First I targeted dairy products. Those are usually easy, since they have dates on them and they smell bad when they are past their prime.

Next I took a look at the sauces. Many of them I have only used once in the past year. I store them in the door, so unless a recipe specifically calls for them, they can be forgotten. I cleared out some and made note of others so I can use them in recipes.

Eggs - There is a best by date on eggs, but I do not use them frequently enough, so i need to look for recipes (like frittatas) so I can keep rotating them.

Surprisingly, I found some interesting things in the freezer. Since we buy a lot of bulk frozen veggies and fruit, smaller items have been forgotten about. Although food lasts longer in the freezer, it does not last forever, so dating frozen food will be part of my Sustainment going forward.

Finally, take a look at the outside of the fridge. Reducing the magnets and posts on the outside will make it look more presentable and organized. I am all about function, so I have been using my fridge as a "Command Center." I post my meal plan, shopping list, notes to my husband, as well as extra magnets on the fridge. I am now removing them and will work on a separate "Command Center" location in another part of the dining room/kitchen.

2. Scrub
Scrubbing is pretty self explanatory. It is a good idea to empty and clean your fridge once a year.

Annual Cleaning ideas from Martha Stewart (www.marthastewart.com):

Defrost refrigerator and wash shelves at room temperature.
Use a baking soda solution to clean inside refrigerator (2 tablespoons baking soda to 1 quart water). Regular cleaning products can leave a chemical odor that may be absorbed by food (Yuck!).

Clean outside of fridge ,especially handles.
Check door seals and replace as needed.
Replace filter and note when it should be changed next.

3. Set
There are a lot of organizing websites and blogs that go all out in the fridge. They use containers and labels and it looks fabulous, but no matter what you decide to do, it needs to be functional and sustainable for you.

Think about the things you use most (milk, juice, etc) and make them easily accessible on the main shelf.
Put like items together, so you can grab them together. You can use a bin or just designate a shelf in the door (example: sandwich spreads and condiments, dressings, snacks).

I sectioned off my freezer so that meats are on the bottom, then frozen veggies, then quick meals (single serve lunches) and frozen fruit and sweet stuff on top.

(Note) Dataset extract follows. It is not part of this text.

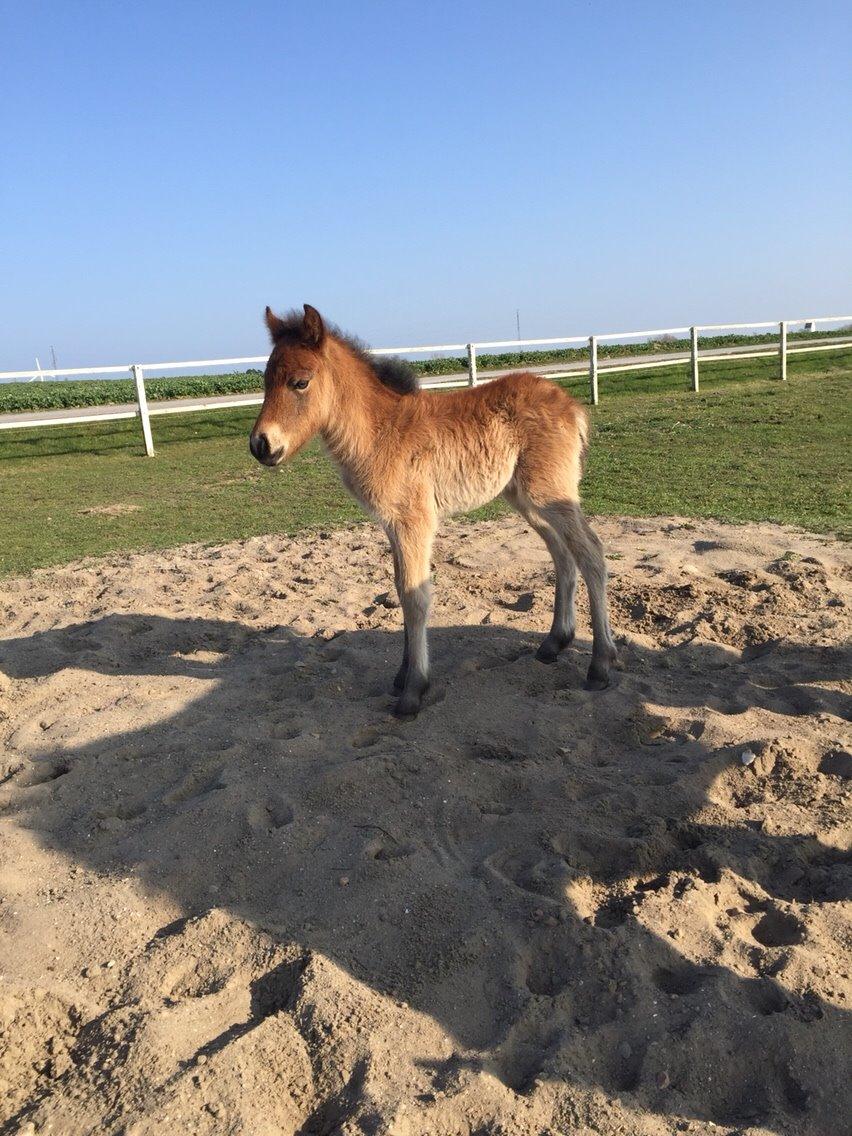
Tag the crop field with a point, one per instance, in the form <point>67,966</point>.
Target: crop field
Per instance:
<point>60,394</point>
<point>746,448</point>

Here are some suggestions for storage locations within the fridge (from Healthy Chiquita blog):
- Separate fruits, vegetables and meats in different drawers, so there is no contamination.
- Put meat on the bottom shelf, to prevent it dripping and contaminating other food (I have started putting my thawing meat in another container, because the packaging sometimes leaks).
- Store milk and other perishables in the main part of the fridge where it stays colder. The door tends to get warmer than the rest of the fridge and should be used for items at less risk of spoilage.





4. Standardize

Standardizing is about the visuals. You want others in the family to be able to know where things are and put things back in the correct place.

1. Labeling areas or bins
If locations are not obvious, you can use labels for the designated areas and storage bins.
You can also use lines to separate areas in the fridge. Thin drafting tape usually works well. I am considering using this method for the lunch shelf, to separate each family members designated area.

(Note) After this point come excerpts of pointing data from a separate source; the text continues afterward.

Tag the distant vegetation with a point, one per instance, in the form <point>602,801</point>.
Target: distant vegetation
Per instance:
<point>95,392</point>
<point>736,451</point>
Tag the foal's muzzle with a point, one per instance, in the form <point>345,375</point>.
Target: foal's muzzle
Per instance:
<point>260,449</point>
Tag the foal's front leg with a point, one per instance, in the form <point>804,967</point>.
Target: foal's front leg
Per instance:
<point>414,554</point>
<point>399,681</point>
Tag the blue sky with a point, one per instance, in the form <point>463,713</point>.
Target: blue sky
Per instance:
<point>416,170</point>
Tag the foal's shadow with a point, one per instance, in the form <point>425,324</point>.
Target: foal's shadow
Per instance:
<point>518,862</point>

2. Dating for proper rotation (First in, First out)
After shopping, you should put newer items in the back and the oldest items in front.
For items in the freezer, it is a good idea to date them so you can use the oldest first.
Throw out leftovers after 4 days.

3. Min/max - when to buy more.
For certain items that are staples or you buy in bulk, you can use a min/max system to trigger when you should replenish and buy more.
Max refers to the maximum number of items you ever have on hand.
Min is the minimum number you have on hand when you want to be buy more.
Example: When we get down to 2 half gallons of milk (min), we buy another 6 half gallons at Costco (we have a growing boy; Just wait until he is a teenager). Our max is 8 half gallons.